Air Transat international capacity by region (% of seats): 18-Jun-2012 to 24-Jun-2012
Air Transat international capacity by region (seats per week): 18-Jun-2012 to 24-Jun-2012
Transat also appears to be taking steps to combat the pressure it experienced in the Canadian sun markets during winter 2012. During the same time period in 2013 it plans capacity cuts, but is still working to determine its final levels of supply. The company does plan to eliminate 12 routes and add five new markets during the winter timeframe.
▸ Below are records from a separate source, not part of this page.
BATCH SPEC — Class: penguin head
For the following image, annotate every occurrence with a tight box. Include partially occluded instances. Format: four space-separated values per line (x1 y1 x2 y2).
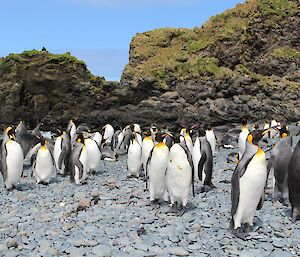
198 129 206 137
247 128 271 145
277 124 290 138
242 118 248 127
5 127 16 140
76 133 84 144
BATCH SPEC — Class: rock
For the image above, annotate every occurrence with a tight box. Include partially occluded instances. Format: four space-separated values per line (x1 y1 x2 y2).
168 247 189 256
92 245 112 257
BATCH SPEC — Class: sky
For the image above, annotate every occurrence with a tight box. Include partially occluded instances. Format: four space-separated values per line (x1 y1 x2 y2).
0 0 243 80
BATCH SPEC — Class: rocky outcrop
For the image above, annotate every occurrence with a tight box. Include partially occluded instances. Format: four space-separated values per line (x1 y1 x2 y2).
0 0 300 129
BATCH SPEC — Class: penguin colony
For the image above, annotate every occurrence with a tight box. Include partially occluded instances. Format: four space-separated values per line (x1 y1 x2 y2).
0 120 300 239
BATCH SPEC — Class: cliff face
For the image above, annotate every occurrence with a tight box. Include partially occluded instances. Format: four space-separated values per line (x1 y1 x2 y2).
0 0 300 128
0 50 122 128
121 0 300 125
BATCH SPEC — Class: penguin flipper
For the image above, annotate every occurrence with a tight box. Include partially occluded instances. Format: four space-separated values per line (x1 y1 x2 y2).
198 152 207 181
0 145 7 181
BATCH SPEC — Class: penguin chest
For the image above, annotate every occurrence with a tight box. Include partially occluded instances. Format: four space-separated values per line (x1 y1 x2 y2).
85 139 101 171
127 140 142 176
34 147 53 182
148 144 169 188
6 140 24 185
235 151 267 224
53 137 62 169
166 144 192 199
74 146 88 184
192 137 201 174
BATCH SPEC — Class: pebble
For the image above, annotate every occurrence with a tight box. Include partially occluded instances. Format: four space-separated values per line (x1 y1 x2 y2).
92 245 112 257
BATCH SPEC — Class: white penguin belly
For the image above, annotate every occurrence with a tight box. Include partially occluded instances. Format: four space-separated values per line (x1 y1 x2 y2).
5 141 24 189
74 146 88 184
127 140 142 176
148 146 169 201
192 137 201 177
206 130 216 156
238 131 248 159
142 139 154 175
166 144 192 206
85 138 101 171
34 149 53 183
234 154 267 229
53 137 65 173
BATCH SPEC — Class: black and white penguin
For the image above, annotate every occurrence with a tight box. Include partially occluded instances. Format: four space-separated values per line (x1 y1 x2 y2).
53 131 71 175
146 132 169 202
193 130 215 192
84 138 101 173
67 120 76 149
32 138 54 184
166 138 194 216
127 132 142 177
238 119 249 159
288 137 300 222
68 134 88 185
230 130 268 238
102 124 115 146
268 126 293 203
15 121 40 158
141 136 154 176
1 127 24 190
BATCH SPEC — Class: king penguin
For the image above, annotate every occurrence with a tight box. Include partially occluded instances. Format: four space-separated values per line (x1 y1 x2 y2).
53 131 71 176
288 137 300 222
230 130 268 239
238 119 249 159
68 134 88 185
127 132 142 177
146 132 169 202
142 133 154 176
268 125 293 203
32 138 54 184
192 130 215 192
166 138 194 216
1 127 24 190
205 123 217 156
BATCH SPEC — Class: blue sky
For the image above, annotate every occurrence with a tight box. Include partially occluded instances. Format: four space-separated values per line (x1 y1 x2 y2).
0 0 243 80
Subleasing aircraft to better manage capacity
Transat subsidiary Air Transat operates 12 A330 and 11 A310 widebody aircraft. The nature of its business as a tour operator results in a different service pattern, and as a result Transat does not take the same approach to fleet management as traditional network carriers. Recently the company explained during the winter months its schedule dictates a higher number of narrowbodies for medium-haul sun destinations, and Transat currently partners with Canjet on the operation of smaller aircraft. During the summer high season, Transat requires a higher number of widebody jets to operate on its trans-Atlantic routes.
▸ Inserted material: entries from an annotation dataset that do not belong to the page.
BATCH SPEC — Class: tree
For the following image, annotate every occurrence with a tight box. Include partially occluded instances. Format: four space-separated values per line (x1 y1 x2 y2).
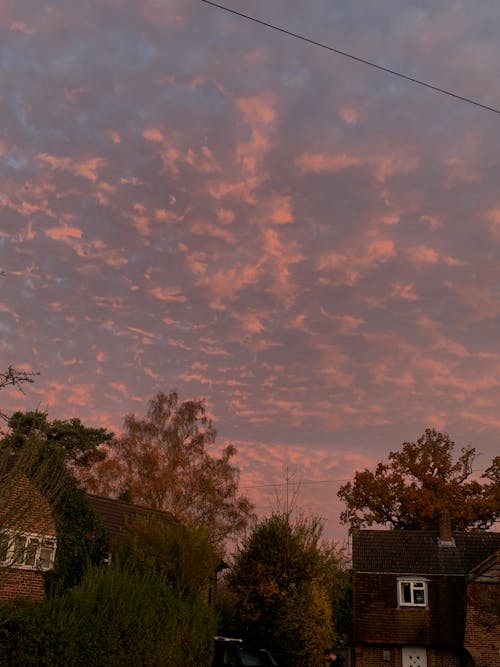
0 565 215 667
2 410 114 469
116 521 220 600
0 366 40 419
338 428 500 530
81 392 252 545
223 512 343 667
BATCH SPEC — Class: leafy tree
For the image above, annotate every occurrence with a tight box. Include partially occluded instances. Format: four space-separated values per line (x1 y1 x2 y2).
2 411 114 469
82 392 252 544
338 428 500 530
223 512 343 667
0 566 214 667
116 521 220 599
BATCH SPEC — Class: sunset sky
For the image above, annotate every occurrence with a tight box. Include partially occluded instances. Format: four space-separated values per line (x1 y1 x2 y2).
0 0 500 539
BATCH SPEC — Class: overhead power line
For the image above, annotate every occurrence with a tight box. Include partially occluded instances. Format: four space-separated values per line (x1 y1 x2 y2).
201 0 500 115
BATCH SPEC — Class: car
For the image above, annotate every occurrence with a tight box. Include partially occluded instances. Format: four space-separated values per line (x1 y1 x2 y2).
212 637 278 667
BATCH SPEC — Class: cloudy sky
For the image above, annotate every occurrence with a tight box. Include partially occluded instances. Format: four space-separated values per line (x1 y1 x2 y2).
0 0 500 539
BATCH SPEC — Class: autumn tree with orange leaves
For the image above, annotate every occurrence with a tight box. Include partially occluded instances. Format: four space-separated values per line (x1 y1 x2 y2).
81 392 253 545
338 428 500 530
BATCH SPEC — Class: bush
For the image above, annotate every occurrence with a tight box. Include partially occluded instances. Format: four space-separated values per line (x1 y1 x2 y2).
0 567 214 667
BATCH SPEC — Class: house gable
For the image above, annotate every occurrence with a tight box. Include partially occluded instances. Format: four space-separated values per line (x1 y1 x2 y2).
353 530 500 666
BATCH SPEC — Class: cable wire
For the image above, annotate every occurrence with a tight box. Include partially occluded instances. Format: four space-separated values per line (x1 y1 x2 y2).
201 0 500 115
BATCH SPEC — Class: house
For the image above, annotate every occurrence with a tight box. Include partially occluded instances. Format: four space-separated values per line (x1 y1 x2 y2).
0 475 57 601
352 521 500 667
0 480 174 601
86 493 176 551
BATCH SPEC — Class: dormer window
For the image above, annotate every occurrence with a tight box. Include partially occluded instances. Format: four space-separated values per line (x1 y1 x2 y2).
0 530 57 570
398 578 427 607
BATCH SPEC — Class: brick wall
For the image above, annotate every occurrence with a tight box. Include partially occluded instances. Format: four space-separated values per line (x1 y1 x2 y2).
353 572 465 649
0 475 56 600
355 645 460 667
464 581 500 667
0 569 45 602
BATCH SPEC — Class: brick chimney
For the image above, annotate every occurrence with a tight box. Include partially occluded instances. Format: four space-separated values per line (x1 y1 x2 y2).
438 510 455 547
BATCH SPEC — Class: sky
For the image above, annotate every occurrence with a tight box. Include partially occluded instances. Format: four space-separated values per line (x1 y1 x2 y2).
0 0 500 541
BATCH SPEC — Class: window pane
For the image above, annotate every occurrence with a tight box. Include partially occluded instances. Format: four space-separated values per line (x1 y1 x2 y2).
413 588 425 604
13 535 26 565
401 583 411 604
0 533 9 563
24 537 40 567
37 546 52 570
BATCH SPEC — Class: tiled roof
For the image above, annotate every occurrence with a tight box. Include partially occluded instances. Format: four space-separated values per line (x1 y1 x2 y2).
87 493 176 538
352 530 500 575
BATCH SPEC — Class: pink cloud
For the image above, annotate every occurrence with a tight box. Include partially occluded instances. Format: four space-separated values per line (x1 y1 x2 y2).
149 286 187 303
45 227 82 241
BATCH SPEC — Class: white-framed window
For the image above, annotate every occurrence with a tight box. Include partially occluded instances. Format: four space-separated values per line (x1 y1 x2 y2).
398 577 427 607
0 530 57 571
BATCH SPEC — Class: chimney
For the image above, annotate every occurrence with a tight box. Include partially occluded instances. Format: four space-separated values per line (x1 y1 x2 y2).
438 510 455 547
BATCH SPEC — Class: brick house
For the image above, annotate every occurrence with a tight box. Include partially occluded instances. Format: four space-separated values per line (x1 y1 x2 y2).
352 524 500 667
464 549 500 667
0 475 57 601
0 482 174 601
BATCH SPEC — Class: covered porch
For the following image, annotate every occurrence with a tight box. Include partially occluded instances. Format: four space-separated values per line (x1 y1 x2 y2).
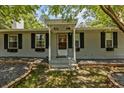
47 20 76 67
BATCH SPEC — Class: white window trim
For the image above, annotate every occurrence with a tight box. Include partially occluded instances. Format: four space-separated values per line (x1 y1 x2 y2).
105 32 113 48
8 34 18 49
35 33 46 48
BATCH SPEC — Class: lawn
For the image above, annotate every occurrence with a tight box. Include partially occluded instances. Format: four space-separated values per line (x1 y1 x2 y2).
14 64 116 88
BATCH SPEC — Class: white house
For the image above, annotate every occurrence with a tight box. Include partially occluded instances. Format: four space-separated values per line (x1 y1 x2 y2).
0 19 124 65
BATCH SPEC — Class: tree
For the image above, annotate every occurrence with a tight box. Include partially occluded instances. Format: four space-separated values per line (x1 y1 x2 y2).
44 5 124 32
0 5 42 28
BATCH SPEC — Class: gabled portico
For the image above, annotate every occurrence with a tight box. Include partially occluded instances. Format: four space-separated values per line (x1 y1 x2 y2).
46 20 76 64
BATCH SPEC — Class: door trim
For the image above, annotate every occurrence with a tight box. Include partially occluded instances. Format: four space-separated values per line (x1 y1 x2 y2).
56 33 68 57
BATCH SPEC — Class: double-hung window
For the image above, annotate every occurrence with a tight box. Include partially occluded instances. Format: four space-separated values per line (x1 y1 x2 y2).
106 32 113 48
35 34 46 48
8 35 18 49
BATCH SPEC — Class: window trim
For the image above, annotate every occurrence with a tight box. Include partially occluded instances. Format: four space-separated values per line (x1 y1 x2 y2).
8 34 18 49
105 32 113 48
35 33 46 49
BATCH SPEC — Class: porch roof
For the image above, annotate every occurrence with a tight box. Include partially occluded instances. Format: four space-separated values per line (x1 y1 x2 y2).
45 19 76 26
0 28 48 33
0 27 120 33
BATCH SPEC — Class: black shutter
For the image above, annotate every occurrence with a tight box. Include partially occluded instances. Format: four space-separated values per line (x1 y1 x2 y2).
68 33 73 48
46 33 49 48
4 34 8 49
113 32 118 48
31 33 35 48
18 34 22 49
101 32 105 48
80 32 84 48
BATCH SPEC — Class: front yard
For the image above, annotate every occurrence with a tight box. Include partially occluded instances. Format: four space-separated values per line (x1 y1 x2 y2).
14 64 116 88
0 58 124 88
Due to its higher concentration of narrowbody operations during the winter months, Transat is working to identify new partnerships for sub-contracting its widebody aircraft during that time. It plans to sublease five aircraft to Garuda Indonesia beginning in September and a single aircraft to XL Airways France. Transat management stated the company is still working on subleasing deals for a couple of additional aircraft.
Transat has embarked on a refurbishment project on its A330s that entails adding 12 economy seats to replace nine of its “Club” seats, which could make the aircraft more attractive to possible lessors.
Profitability remains elusive despite labour agreeing to wage freezes
Transat has secured concessions from the Air Transat labour groups as its 400-plus pilots and 1800 flight attendants have agreed to three year wage freezes that the company has pledged to pay back in Dec-2015. The company’s mechanics are voting on a similar proposal.
But the labour agreements are not enough to return Transat to profitability as management declined to offer any definitive timeframe of when its fortunes could be reversed. With so much of its revenue derived from price sensitive leisure travellers, Transat is highly susceptible to a fall-off in leisure demand as the global economy weakens. The company has said it is considering diversifying into Asia, but ramping up new operations in the region will take time and expense Transat currently cannot spare as it works to make significant improvements in pre-tax earnings. In the short term, the company is hoping pricing and demand in its typically lucrative trans-Atlantic market holds throughout the remainder of the high season. But the inevitability of a third straight year of losses is growing as the company has cautioned some time is required to execute its turnaround.